Mazda2, JMZDE135200100762, AutoLand Borów 27, Roztoka, 666366355, 792792730, 666527298.

Dział przeznaczony dla aut z niezwykłą "historią".

Postprzez Płomień » 25 lis 2020, 20:28

Mazda 2 z niskiego pułapu cenowego, 1.5 w trzech drzwiach. Jak za te pieniądze to okazja stulecia.
Na zdjęciach wygląda ślicznie. Na żywo z 10 metrów też.

W ogłoszeniu 2010r. po vinie 2007r.
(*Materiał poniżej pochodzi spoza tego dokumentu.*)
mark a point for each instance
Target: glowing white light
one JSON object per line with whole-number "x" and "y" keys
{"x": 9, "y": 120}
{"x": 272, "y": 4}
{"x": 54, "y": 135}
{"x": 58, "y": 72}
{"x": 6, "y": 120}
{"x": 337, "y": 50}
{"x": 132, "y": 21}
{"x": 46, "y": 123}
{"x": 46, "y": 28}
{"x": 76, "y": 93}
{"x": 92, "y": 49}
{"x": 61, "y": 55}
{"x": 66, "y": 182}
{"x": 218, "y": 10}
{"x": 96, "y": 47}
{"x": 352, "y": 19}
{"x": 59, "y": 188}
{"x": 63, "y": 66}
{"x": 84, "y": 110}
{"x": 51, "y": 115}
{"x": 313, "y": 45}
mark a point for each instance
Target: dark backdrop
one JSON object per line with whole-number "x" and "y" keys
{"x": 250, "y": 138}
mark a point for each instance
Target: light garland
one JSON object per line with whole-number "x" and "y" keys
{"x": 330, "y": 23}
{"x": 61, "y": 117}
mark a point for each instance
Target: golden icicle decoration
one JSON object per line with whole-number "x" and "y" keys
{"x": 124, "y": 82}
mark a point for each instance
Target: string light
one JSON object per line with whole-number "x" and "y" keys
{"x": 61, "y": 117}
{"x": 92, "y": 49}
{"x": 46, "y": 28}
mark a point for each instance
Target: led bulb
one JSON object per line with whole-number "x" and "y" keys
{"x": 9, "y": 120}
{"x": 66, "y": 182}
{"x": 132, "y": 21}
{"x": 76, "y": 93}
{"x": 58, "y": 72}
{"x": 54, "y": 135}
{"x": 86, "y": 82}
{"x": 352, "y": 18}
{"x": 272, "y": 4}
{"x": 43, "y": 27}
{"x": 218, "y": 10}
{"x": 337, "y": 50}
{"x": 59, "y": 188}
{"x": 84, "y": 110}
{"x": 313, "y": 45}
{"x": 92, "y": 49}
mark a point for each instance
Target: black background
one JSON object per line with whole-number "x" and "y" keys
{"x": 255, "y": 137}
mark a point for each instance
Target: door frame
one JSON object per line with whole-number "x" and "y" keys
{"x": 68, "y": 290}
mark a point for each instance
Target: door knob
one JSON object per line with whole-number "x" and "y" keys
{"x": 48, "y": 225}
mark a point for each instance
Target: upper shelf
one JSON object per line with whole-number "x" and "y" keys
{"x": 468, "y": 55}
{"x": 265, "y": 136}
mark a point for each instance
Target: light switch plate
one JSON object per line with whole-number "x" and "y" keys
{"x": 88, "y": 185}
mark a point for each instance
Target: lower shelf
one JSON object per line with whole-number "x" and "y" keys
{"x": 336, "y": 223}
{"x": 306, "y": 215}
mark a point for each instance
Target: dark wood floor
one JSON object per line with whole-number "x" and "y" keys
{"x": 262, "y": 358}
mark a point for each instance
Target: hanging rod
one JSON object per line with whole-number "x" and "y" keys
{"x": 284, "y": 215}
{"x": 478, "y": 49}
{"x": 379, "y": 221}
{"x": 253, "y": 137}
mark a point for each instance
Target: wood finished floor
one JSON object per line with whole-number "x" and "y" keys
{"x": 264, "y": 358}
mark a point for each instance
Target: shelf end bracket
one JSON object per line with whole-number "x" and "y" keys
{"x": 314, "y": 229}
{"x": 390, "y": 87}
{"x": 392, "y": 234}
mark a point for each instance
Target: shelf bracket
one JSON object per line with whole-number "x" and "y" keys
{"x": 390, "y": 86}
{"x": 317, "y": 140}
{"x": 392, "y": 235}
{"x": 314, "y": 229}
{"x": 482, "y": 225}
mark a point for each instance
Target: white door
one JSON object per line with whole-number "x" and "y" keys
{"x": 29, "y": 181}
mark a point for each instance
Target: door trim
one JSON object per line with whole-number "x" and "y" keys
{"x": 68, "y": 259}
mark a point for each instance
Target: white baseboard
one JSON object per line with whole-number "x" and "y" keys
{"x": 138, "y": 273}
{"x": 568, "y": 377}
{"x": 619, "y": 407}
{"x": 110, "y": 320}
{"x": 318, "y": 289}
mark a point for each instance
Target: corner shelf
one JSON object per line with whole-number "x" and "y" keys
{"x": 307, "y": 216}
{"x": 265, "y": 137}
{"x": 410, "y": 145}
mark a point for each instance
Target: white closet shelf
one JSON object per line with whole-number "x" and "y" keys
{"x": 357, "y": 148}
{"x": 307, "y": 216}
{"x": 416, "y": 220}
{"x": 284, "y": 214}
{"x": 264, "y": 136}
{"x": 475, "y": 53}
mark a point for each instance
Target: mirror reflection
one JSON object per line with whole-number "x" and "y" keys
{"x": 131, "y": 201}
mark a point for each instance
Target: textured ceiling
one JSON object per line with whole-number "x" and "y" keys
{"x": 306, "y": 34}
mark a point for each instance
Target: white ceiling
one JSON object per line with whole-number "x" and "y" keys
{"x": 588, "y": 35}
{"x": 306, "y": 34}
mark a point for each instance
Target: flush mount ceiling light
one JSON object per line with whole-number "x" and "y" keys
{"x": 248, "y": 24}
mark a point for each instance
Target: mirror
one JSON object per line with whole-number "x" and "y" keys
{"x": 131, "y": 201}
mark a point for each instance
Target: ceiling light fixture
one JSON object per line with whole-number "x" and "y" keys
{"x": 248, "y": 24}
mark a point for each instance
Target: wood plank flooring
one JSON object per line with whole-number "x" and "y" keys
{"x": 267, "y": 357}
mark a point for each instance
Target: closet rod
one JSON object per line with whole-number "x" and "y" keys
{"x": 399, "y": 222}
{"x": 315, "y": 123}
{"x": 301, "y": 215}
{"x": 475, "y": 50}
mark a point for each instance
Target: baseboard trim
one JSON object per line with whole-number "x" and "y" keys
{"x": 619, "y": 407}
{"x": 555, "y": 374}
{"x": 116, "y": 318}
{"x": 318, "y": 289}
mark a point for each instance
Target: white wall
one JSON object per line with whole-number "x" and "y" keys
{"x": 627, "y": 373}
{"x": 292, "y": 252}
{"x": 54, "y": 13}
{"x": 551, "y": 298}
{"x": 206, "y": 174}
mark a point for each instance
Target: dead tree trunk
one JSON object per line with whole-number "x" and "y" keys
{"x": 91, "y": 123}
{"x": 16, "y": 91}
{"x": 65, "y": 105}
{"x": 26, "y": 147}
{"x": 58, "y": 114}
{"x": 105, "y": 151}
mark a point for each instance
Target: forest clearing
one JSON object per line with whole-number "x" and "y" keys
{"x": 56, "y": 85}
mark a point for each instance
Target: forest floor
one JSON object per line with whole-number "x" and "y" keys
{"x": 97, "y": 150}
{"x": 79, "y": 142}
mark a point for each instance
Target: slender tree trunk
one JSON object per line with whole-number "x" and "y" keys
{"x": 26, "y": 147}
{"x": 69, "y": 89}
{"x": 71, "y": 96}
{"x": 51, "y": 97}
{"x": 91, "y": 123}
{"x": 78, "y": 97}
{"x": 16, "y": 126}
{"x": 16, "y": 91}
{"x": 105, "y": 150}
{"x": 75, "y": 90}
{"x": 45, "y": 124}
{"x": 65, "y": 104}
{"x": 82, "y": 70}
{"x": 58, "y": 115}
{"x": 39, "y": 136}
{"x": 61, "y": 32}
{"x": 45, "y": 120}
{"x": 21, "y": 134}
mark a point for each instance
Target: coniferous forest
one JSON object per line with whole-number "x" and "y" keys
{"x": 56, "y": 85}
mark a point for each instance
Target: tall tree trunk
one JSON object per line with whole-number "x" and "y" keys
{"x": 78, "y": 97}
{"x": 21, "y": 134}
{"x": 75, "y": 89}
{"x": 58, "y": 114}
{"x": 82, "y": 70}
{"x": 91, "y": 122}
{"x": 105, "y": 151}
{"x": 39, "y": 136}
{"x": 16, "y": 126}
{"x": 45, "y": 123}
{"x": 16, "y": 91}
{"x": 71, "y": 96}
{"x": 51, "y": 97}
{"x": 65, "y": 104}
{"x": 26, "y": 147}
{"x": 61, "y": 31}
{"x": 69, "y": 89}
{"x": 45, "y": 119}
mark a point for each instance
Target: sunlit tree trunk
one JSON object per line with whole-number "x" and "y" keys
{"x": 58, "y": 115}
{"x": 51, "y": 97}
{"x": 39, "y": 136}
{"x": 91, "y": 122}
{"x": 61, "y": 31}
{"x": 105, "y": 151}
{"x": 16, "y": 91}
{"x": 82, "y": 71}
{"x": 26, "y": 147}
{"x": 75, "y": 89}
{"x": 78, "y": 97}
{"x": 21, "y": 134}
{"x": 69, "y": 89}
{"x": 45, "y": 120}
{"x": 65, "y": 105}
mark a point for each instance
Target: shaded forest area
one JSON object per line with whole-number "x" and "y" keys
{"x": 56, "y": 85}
Nr. rejestracyjny OP 0407N
Sprzedający przez telefon zapewnia że auto jest w super stanie. "Ma tam ślady zużycia, ale nic wielkiego, wszystko widać na zdjęciach". Mówię że ogarniam temat i je dobrze sprawdzę. Nie chcę jechać na próżno. "Tak tak, nie ma problemu, auto jest super."

Nie, nie jest.

Nie jestem głupi, ale mam też dwie ręce i narzędzia. Wolę taniej kupić i sam naprawić, niż bawić się w loterię. Jadę.
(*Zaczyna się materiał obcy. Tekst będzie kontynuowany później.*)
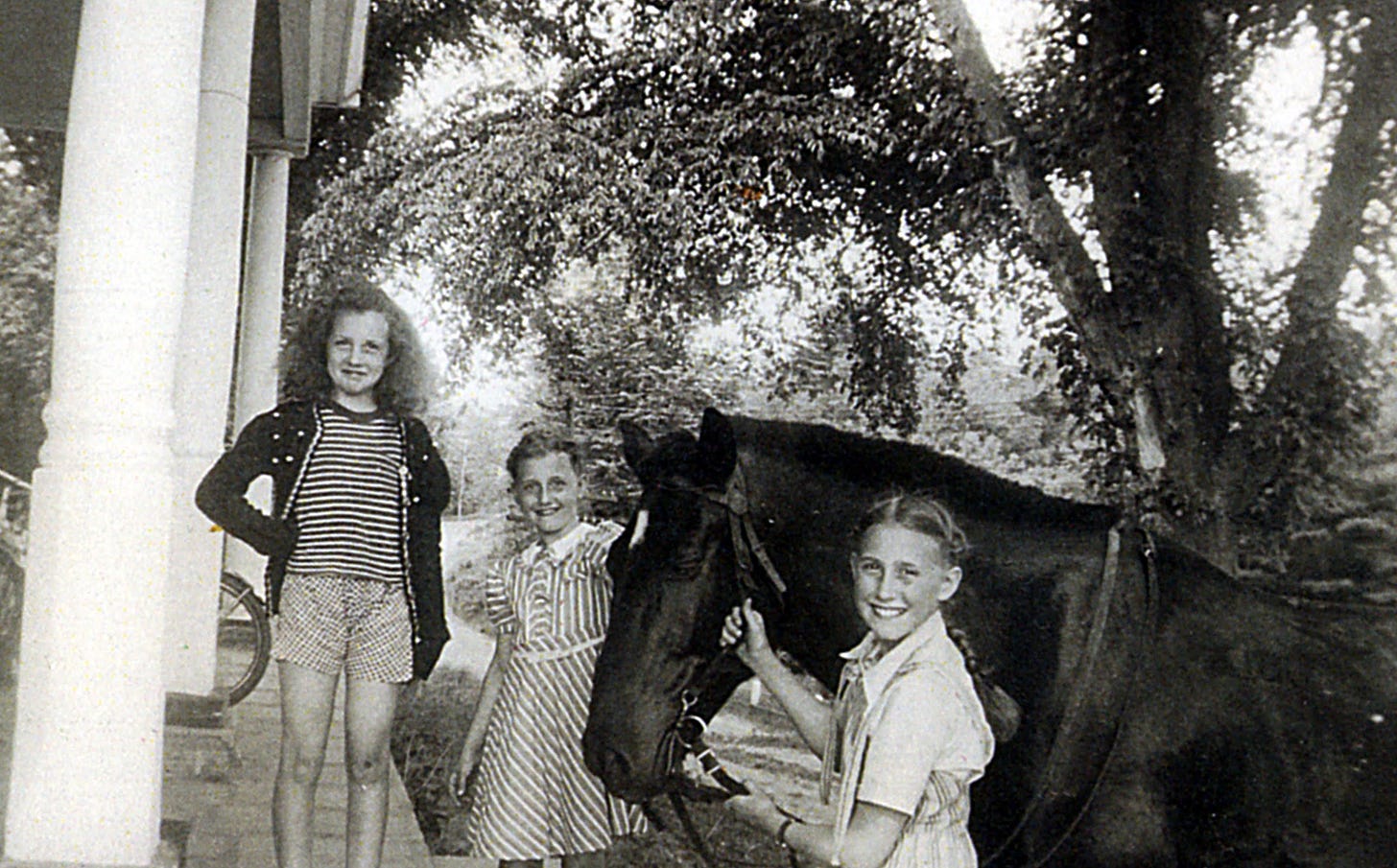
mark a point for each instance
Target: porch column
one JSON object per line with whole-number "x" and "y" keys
{"x": 259, "y": 330}
{"x": 85, "y": 778}
{"x": 205, "y": 342}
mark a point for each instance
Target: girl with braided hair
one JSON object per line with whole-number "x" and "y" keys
{"x": 907, "y": 733}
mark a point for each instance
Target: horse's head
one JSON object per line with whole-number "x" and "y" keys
{"x": 675, "y": 579}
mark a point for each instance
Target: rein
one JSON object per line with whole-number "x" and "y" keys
{"x": 688, "y": 732}
{"x": 1069, "y": 781}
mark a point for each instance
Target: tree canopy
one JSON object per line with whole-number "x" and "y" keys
{"x": 704, "y": 150}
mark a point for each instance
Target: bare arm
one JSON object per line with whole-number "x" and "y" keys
{"x": 867, "y": 843}
{"x": 746, "y": 629}
{"x": 484, "y": 711}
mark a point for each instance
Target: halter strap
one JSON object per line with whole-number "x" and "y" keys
{"x": 1121, "y": 622}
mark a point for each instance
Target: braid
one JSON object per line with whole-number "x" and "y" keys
{"x": 1001, "y": 709}
{"x": 922, "y": 514}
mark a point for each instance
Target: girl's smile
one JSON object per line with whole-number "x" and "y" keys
{"x": 900, "y": 579}
{"x": 357, "y": 355}
{"x": 549, "y": 493}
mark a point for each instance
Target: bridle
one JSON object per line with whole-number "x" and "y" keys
{"x": 1065, "y": 793}
{"x": 686, "y": 735}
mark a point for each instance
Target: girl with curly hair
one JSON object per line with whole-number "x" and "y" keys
{"x": 354, "y": 571}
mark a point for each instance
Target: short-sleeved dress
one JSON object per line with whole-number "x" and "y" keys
{"x": 533, "y": 797}
{"x": 912, "y": 736}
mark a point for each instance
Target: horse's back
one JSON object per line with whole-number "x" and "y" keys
{"x": 1262, "y": 733}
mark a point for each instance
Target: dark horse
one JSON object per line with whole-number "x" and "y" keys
{"x": 1171, "y": 716}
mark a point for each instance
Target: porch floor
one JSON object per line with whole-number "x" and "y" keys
{"x": 221, "y": 793}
Auto nawet nie udaje że jest strupem. Brudne z zewnątrz, zawilgotniałe w środku, z przedniej szyby aż kapie. Magnes trzyma się lewego boku raz lepiej, raz gorzej, na tylnym błotniku w ogóle, podobnie w miejscu gdzie słupek B schodzi się z dachem i podłogą. Próg przy drzwiach sprayowany od wewnątrz auta, uszczelka poharatana, drzwi były rozbierane i brakuje kołków mocujących. Nakrętki mocujące fotel kierowcy są tak obrobione, jakby ktoś 14mm próbował odkręcać kluczem 15mm. Nie sugeruję nikomu wniosków, te nasuwają się same.
Wybierak skrzyni chodzi ciężko, jakby przy każdym ruchu mielił trociny. Gałka za to kręci się wokół własnej osi bez zahamowań. Silnik od góry suchutki i umyty, za to miska i doł silnika pływają w oleju, z zewnątrz oczywiście. Klocki na wykończeniu, choć przyznaję że się im długo nie przyglądałem.
Sprzedawca z pokerową miną nie widzi żadnego problemu, nie drgnie mu powieka kiedy magnes ląduje na ziemi. Z jumpstarterem z ręku pyta czy sie podoba i czy odpalamy. Odpalam, o dziwo bez pomocy z zewnątrz i bez problemu. Silnik cichutko cyka, dziwnie, ale cichutko. 10 minut później okazuje się dlaczego. Dziwny płyn znaleziony na bagnecie oleju, przezroczysty o brunatno-czerwonawej barwie ani myśli spływać z bagnetu czy utworzyć kropli. Jest dziwny i obcy w dotyku.
Regulacja lamp ani drgnie. Kluczyk poklejony materiałowym plastrem. Lampy w strasznym stanie, pełne pajączków i mikro-pęknięć. Zwłaszcza prawa. Powłoki lakierniczej nie oceniam, nie było jej widać spod brudu.
Dałem sobie spokój z jazdą próbną. Tego nawet ja nie doprowadzę do stanu używalności. Nie to żebym nie umiał, ale mam tylko 26 dni urlopu.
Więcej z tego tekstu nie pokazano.